University of Windsor launches investigation after anti-Israeli referendum

(Courtesy Embee473/ Wikipedia)

(Courtesy Embee473/ Wikipedia)

University of Windsor officials are investigating complaints about the referendum process within the school’s student union after it passed a controversial Israeli boycott earlier this month.

The Boycott, Divestments and Sanctions (BDS) referendum, voted in by students on March 1, is a global campaign that asks companies, individuals and governments to halt economic and cultural relationships with companies that produce or grow products in Israel or the “illegal settlement” of the West Bank.

Nine other student unions across Canada have accepted the BDS mandate, but Ryerson University is not among them.

“It’s never gotten off the ground in any successful way,” said Shannon Riley, Hillel at Ryerson president. “Administration at the university has come down hard on BDS saying it is discriminatory and toxic.”

Ryerson president Sheldon Levy said he wouldn’t want this boycott on campus and wouldn’t want students to feel unsafe.

“I sure hope that we never have that movement at Ryerson, to say quite honestly,” he said. “If you ask me would I ever want anything at the university that hurts the inclusive nature of our campus, the answer would be no.”

University of Windsor president Alan Wildeman launched the probe into the University of Windsor Student Alliance’s (UWSA) operations, specifically concerning the makeup of the group. Until the investigation is over, Wildeman has asked that the student alliance defer implementation of the contentious referendum.

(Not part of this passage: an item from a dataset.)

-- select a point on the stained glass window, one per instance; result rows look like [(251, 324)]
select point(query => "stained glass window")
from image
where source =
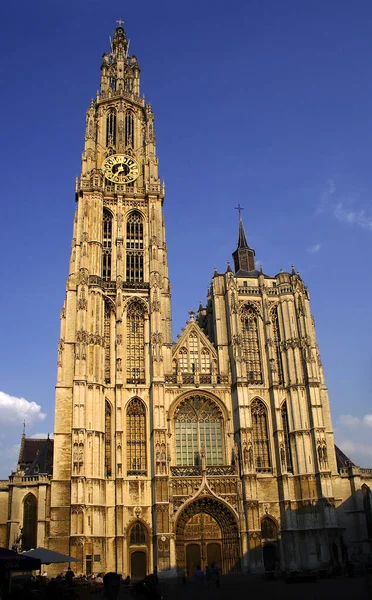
[(29, 534), (106, 245), (134, 245), (111, 128), (260, 435), (135, 343), (287, 443), (198, 427), (108, 440), (136, 438), (251, 344)]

“Specifically, I have received many well-documented and detailed complaints about the processes used by the UWSA throughout the referendum,” said Wildeman in an open letter to students on the university’s Facebook page.

The resolution allows the university’s student alliance group to boycott companies that do business with Israel, including Costco, Sears, Canadian Tire and Home Depot.

Some students at the University of Windsor have felt unsafe and unwelcomed since the referendum passed, especially due to incident that happened on the first day of voting. Jake De Jong, vice-president of academic affairs for the university’s student alliance, found his office ransacked and his hanging “Support Our Troops” banner spray-painted in blue with the Star of David and the word “Zionist.” Windsor police are investigating the incident as a possible hate crime.

“This referendum moved through council on assurances that student safety would be a top priority, but as soon as (the alleged hate crime) happened on (Feb. 27) that’s no longer the case,” said a Jewish student from the University of Windsor who wishes to remain anonymous.

Students also believe this referendum will cause division and discrimination throughout the campus by singling out Israeli and Jewish students.

“There is an overwhelming climate of fear and intimidation starting up here and it bodes for me some really dark clouds on the horizon,” the anonymous student said.

Mohammed Almoayad, president of the campus’s Palestinian Solidarity Group, said that this is all a huge and unfortunate misunderstanding.

“The main opposition to us on campus is that we’re anti-Semitic and against all Israelis or anyone with a connection to Israel,” Almoayad said. “It’s absurd but it’s easier to say that than it is to justify the war crimes.”
He said that this isn’t a boycott of everything Israeli. Instead it calls for the divestment from any company that supports or profits from Israeli war crimes.

“We feel like this is an act of last resort. We have no other options and this is the only non-violent, peaceful way,” Almoayad said.

The Palestinian Solidarity Group introduced the referendum after bringing 500 signatures to student council. Results were 798 students in favour and 585 students opposed.